Kaldı ki, düşen tüketim nedeniyle 2009 yılında dolaylı vergilerde ciddi düşüşler olacak, bütçe açığı da büyüyebilecektir.
Kur şu anda yüksekken aceleyle iç tüketimi canlandırmak yerine, 2010 yılına hazırlık yaparak ihracatçı sektörlerin önü açılmalıdır. Para politikasında gevşeme için kesinlikle acele edilmemelidir. Üstelik faizleri şu aşamada hızla düşürmek ne yatırım sağlar, ne de iç talebi canlandırır. Bugün birçok kesimin önerisi sanki cari işlemler açığı olmayan bir ekonomi için. Harcamaların hızla artması isteniyor.

Mali kesimde yapılacaklar...
Mevduat garantisi hemen ve hızla verilmedir. Bu gereksinim şu anda duyulmayabilir. Ancak Türkiye’de DTH’lerin yüzde 4’ünün, YTL’nin de yüzde 1’inin yabancıların olduğu unutulmamalıdır. Bir yandan yurtdışındaki dövizler gelsin derken ve orada mevduat garantisi sınırsızken burada sınırlı olması düşünülemez. Kaldı ki, kriz derinleşirse bankalar mali sıkıntıya girebilir. O tarihte garanti verilirse de geç kalınmış olur.
Malum döviz likiditesinde bir sıkıntı gözleniyor. Tabii Merkez Bankası da, haklı olarak, rezervlerini korumak için piyasaya müdahalede bulunmak istemiyor. MB’nin döviz munzam oranını düşürmesi olumlu. Hatta bankaların döviz munzamları “geçici olarak” serbest bile bırakılabilir.
Bir başka aşamada (sıcak para çıkışı tamamıyla bittikten sonra; belki de IMF parası geldiğinde) küçük miktarlarda döviz satış ihalelerine de başlanılabilir. Çünkü nihayet döviz rezervleri de süs olsun diye tutulmuyor. Ancak kurun değerini çok düşürecek her türlü hareketten de sakınılmalıdır.
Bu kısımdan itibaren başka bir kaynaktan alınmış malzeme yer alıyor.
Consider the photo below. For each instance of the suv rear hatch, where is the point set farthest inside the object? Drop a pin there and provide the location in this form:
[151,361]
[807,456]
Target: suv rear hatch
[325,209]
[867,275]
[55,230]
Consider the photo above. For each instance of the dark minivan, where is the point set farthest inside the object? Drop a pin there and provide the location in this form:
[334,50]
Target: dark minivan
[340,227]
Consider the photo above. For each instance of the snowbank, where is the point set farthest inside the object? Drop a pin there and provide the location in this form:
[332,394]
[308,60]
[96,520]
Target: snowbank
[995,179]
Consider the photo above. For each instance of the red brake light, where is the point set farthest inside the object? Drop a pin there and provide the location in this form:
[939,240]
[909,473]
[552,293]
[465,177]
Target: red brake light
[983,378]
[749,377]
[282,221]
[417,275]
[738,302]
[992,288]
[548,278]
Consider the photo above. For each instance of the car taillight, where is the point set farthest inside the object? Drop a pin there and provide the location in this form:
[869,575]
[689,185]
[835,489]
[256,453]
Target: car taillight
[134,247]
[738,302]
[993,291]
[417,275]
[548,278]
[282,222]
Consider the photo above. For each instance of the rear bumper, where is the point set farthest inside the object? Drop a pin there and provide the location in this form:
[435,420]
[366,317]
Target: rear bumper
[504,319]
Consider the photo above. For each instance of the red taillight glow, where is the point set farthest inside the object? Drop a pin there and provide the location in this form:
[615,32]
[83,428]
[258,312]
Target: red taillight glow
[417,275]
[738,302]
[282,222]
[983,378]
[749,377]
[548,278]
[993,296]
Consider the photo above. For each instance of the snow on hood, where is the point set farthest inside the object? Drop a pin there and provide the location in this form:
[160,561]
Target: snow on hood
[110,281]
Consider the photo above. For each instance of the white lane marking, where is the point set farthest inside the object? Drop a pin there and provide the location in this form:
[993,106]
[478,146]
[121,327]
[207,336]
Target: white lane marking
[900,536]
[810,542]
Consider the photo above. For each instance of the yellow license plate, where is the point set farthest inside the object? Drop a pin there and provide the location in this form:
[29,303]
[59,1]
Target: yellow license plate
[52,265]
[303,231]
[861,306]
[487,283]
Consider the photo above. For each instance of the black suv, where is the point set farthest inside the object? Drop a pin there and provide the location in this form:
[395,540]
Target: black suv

Bankaların kredileri geri çağırmaya başlamaları (sermaye sıkıntısından değil) ileride daha büyük bir sıkıntıya girmemek amacıyla yapılıyor. Tabii bu da durgunluğu yakınlaştırıyor. Buna karşı tek çare geçici bir kamu kaynaklı fonun oluşturulması.

Hangi sektör desteklenecek?
Emek yoğun, katma değeri yüksek ve dış rekabet gücü olan belli sektörlere kamu kaynaklı kredi sağlanması çok yerinde olur. IMF’den elde edilecek kaynak bu alanlara tahsis edilebilir. Hatta en doğrusu, bu tür kuruluşların dış borçlarında yardımcı olunabilir.
Belli bir aşamada Hazine (tıpkı belediyelere yaptığı gibi) özel kesimin dış borçlarına geçici bir garanti vermeyi düşünebilir. Bu arada özelleştirmelerde de acele edilmemelidir. Birçok kamu varlığı böylesi bir konjonktürde yok pahasına gidebilir. Bu nedenle bu süreçte borçlanma en doğru stratejidir. Kaldı ki, yurtdışında faizler düşmüş, sadece risk primleri yükselmiştir.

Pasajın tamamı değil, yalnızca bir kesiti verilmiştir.